O ruhsuz gülümsemesini asla bozmamasıyla bilinen Obama kaygılanan ifadesiyle daha sık çıkıyor seçmenlerinin karşısına. Hatta Trump'ın adı geçince kontrolünü kaybedip hiddetleniyor, sesini yükseltiyor.
Demokratik barikatlardan bahsediyor.
Medyası ise, kendi kanalı NTV'nin Gezi'cilerce yakılmış canlı yayın aracı önünde zafer işareti yapan romantik sesli susamurlarından, Ruşen Çakır'lardan falan hallice.
Her basın toplantısında Trump'ın karşısına dikilip ellerini beline koyan bir CNN muhabiri bulunuyor mutlaka.
Trump hepsinde de ağızlarının payını veriyor.
Ama onlar yılmıyor, "Başkan başkan baksana" tarzında sorudan başka her şeye benzeyen çemkirmelerinin ardı arkası kesilmiyor.
Ekranlardan "bir kısım ABD'linin" Trump'ı seçmesinin travmasını atlatamayan seyirciye papatya çayı içmeleri ve evcil hayvan edinmeleri tavsiye ediliyor.
Psikologlar derneği, sandık iradesini hazmedemeyen ancak dar gelirli olan endişeliler için terapi ücretlerini yeniden düzenliyor.

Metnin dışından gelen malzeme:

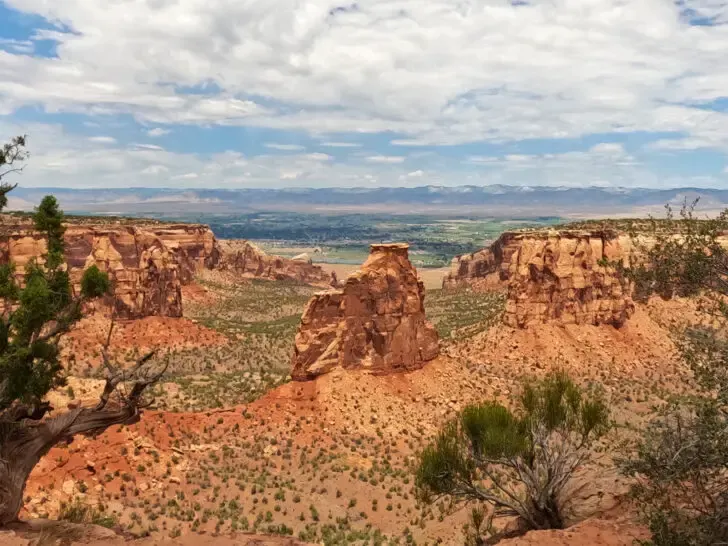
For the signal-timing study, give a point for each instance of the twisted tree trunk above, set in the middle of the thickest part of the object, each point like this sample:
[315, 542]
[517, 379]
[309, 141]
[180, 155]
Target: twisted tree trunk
[26, 436]
[23, 442]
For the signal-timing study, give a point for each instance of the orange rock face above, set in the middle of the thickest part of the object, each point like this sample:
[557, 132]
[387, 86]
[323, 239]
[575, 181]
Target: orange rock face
[376, 321]
[145, 273]
[552, 276]
[247, 259]
[195, 245]
[149, 262]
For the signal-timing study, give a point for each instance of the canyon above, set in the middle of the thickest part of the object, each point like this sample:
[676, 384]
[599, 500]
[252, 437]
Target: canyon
[375, 321]
[149, 262]
[565, 276]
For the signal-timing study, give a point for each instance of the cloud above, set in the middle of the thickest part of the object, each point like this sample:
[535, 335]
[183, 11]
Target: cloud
[146, 147]
[323, 72]
[158, 132]
[155, 169]
[318, 157]
[284, 147]
[103, 139]
[385, 159]
[341, 144]
[409, 74]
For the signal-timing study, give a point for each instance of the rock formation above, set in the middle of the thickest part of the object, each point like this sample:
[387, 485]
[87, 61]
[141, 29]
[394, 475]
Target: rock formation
[195, 244]
[245, 258]
[149, 261]
[376, 321]
[552, 276]
[145, 273]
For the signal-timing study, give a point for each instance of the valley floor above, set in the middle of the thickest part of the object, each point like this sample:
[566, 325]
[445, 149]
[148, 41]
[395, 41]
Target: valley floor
[234, 447]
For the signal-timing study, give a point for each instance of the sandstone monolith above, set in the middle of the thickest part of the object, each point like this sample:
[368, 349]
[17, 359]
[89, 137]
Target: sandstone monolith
[375, 322]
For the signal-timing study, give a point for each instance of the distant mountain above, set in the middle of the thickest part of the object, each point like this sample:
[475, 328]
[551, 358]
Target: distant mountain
[498, 201]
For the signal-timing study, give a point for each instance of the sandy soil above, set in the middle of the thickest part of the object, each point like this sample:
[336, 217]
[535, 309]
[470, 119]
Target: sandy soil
[348, 440]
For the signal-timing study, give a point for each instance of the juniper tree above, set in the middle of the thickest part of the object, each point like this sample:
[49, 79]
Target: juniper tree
[681, 462]
[35, 314]
[519, 462]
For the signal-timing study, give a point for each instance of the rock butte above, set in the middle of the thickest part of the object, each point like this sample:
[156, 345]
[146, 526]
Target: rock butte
[552, 276]
[375, 321]
[149, 262]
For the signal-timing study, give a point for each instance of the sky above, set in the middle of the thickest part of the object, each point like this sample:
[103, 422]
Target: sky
[317, 93]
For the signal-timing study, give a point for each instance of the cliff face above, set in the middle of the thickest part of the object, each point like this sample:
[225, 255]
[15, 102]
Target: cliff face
[148, 262]
[144, 271]
[376, 321]
[552, 276]
[195, 245]
[247, 259]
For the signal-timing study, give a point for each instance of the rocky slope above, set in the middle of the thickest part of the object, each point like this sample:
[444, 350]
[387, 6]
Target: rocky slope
[149, 262]
[376, 321]
[243, 257]
[143, 269]
[552, 276]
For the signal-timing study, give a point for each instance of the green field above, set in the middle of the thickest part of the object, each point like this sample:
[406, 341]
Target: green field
[345, 238]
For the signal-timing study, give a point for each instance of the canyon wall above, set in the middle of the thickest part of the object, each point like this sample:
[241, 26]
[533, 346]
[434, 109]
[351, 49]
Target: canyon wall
[552, 275]
[148, 262]
[144, 271]
[376, 321]
[244, 258]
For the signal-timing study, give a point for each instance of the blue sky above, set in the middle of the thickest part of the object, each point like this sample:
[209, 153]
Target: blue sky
[183, 93]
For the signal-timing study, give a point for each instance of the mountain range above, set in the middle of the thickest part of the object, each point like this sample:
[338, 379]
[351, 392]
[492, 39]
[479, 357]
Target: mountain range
[496, 200]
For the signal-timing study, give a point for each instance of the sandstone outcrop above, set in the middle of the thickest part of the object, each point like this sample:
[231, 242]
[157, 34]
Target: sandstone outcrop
[145, 273]
[148, 261]
[195, 244]
[552, 276]
[244, 258]
[376, 321]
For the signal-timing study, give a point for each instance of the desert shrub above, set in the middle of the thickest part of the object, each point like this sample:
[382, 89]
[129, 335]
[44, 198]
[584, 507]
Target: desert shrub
[78, 511]
[680, 464]
[519, 462]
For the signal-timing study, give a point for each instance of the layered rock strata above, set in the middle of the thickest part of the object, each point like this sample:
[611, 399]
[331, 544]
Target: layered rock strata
[561, 276]
[148, 262]
[244, 258]
[375, 321]
[145, 273]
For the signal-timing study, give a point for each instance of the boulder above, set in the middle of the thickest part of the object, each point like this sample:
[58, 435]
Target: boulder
[376, 321]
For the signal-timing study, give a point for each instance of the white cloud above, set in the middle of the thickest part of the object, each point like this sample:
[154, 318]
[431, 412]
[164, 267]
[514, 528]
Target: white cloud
[611, 148]
[284, 147]
[425, 70]
[103, 139]
[157, 132]
[385, 159]
[420, 73]
[341, 144]
[147, 147]
[318, 157]
[155, 169]
[186, 176]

Tabii, Gezi'de "helecan yapıp" sokağa fırlayan bizim montaj sinema sanatçılarımız gibi, Hollywood'da kayıtsız değil "ABD halkının bu gidişatına." Her gün bir aktör-aktris Trump'ın yöneteceği ABD'de "Newyorker" olacağına Tibet'te 7 yıl şerpalık yapmaya razı olduğunu açıklıyor. Ülkeyi terk etmeyi düşündüğünü söylüyor. Bizdeki gibi orada hala giden yok elbette...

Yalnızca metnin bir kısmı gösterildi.